C’est impuissante que je regarde le monde qui s’écroule autour de moi. Moi, qui ai photographié l’enfance pleine de promesses, je n’y arrive plus. La photographe ne saurait-elle plus voir où la terre va germer, où s’enfouit la semence ? Ce que je vois, c’est la disparition des insectes, celle des oiseaux. Ce que je vois, ce sont les absences, celle des animaux sauvages à la surface, comme des vers en dessous.Le monde vivant s’efface, les températures augmentent, les ponts s’écroulent et rien de ce que nous pouvons faire, rien de ce que nous devons faire, ne se passe. Comme si de rien n’était. Presque dans le silence, l’hécatombe se poursuit sans relâche. Nous ne voyons pas tous les cadavres, c’est diffus, progressif. A cette mort invisible ou presque, nous fermons les yeux : « on n’a pas le temps, nous sommes fatigués, nous verrons plus tard ».
Et pourtant, dans le spectacle même de cette mort du vivant, la nature n’est pas avare de beauté. L’œil grand ouvert, je vois la chute qui s’avance alors que l’orchestre continue de jouer. Comme si de rien n’était.

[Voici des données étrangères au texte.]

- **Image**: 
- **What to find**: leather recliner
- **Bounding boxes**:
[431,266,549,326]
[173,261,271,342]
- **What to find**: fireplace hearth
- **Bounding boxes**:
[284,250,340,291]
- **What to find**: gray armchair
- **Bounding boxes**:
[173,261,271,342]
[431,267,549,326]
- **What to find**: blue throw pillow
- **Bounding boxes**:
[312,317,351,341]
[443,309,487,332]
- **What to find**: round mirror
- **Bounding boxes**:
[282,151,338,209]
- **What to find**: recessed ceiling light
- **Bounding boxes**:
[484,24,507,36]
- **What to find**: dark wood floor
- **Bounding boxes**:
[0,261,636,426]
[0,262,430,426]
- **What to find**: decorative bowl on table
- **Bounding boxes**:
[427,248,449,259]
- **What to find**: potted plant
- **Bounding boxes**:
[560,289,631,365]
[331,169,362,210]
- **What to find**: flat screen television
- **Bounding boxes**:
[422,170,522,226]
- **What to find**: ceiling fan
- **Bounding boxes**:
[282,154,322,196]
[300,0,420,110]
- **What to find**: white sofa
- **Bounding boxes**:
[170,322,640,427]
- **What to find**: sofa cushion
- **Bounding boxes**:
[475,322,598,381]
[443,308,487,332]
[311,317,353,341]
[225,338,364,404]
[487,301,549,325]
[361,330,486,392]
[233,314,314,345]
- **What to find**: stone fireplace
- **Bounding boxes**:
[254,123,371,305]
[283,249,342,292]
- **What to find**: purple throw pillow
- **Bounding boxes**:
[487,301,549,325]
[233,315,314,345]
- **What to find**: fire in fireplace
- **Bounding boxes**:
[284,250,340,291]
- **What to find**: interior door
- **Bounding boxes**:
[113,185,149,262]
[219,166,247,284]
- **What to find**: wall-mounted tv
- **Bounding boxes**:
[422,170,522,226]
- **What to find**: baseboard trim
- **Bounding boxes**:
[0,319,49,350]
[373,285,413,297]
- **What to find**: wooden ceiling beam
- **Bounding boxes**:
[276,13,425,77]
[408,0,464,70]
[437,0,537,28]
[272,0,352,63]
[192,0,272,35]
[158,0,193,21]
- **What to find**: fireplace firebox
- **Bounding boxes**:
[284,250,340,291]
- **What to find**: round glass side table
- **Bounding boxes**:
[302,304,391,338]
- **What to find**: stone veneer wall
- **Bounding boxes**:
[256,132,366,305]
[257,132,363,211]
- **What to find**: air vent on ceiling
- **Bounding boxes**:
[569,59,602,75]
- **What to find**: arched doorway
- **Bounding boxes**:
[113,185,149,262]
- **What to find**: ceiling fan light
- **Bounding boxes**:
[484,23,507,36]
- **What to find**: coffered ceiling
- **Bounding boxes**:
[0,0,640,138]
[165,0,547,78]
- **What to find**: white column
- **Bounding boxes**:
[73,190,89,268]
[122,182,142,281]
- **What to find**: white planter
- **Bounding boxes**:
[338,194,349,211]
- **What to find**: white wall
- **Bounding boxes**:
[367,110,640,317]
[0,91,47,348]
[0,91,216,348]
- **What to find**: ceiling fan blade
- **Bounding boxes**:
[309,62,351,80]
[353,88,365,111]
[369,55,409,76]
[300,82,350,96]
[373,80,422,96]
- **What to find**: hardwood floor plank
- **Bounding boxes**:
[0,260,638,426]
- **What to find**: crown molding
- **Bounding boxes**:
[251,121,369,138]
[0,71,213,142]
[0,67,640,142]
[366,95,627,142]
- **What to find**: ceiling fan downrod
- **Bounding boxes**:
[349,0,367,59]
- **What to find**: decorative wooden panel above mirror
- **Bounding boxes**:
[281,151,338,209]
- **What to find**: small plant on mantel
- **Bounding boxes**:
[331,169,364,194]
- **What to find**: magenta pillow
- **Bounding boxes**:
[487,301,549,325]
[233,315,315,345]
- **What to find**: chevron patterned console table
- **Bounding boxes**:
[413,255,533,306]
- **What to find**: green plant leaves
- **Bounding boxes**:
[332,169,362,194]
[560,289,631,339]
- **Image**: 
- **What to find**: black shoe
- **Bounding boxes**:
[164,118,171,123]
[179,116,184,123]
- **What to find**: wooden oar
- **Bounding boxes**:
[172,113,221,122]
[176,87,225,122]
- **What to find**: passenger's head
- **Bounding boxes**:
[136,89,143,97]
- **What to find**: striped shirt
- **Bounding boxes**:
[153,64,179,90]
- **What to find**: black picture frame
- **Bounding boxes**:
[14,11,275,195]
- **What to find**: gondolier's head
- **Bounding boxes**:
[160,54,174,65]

Je voudrais pouvoir arrêter cette musique du quotidien, arrêter ce qui nous étourdit et nous empêche d’agir, arrêter ce système qui nous prépare à la mort. Je regarde encore la douceur des nuages, de la lumière ou de la brune… Les ciels sont là et le soleil se lève. Il y a l’herbe, les pâturages, l’activité des bêtes et des hommes. Et partout cette fêlure ! Je sais que demain, ça sera notre tour et ça sera violent
Mon far-west est une série de photos, prises pendant l’été 2018, à moins d’un kilomètre de ma maison en Normandie. Car il n’est pas besoin de partir loin, à coups d’avions mortifères, pour voir ici les ruines du vivant.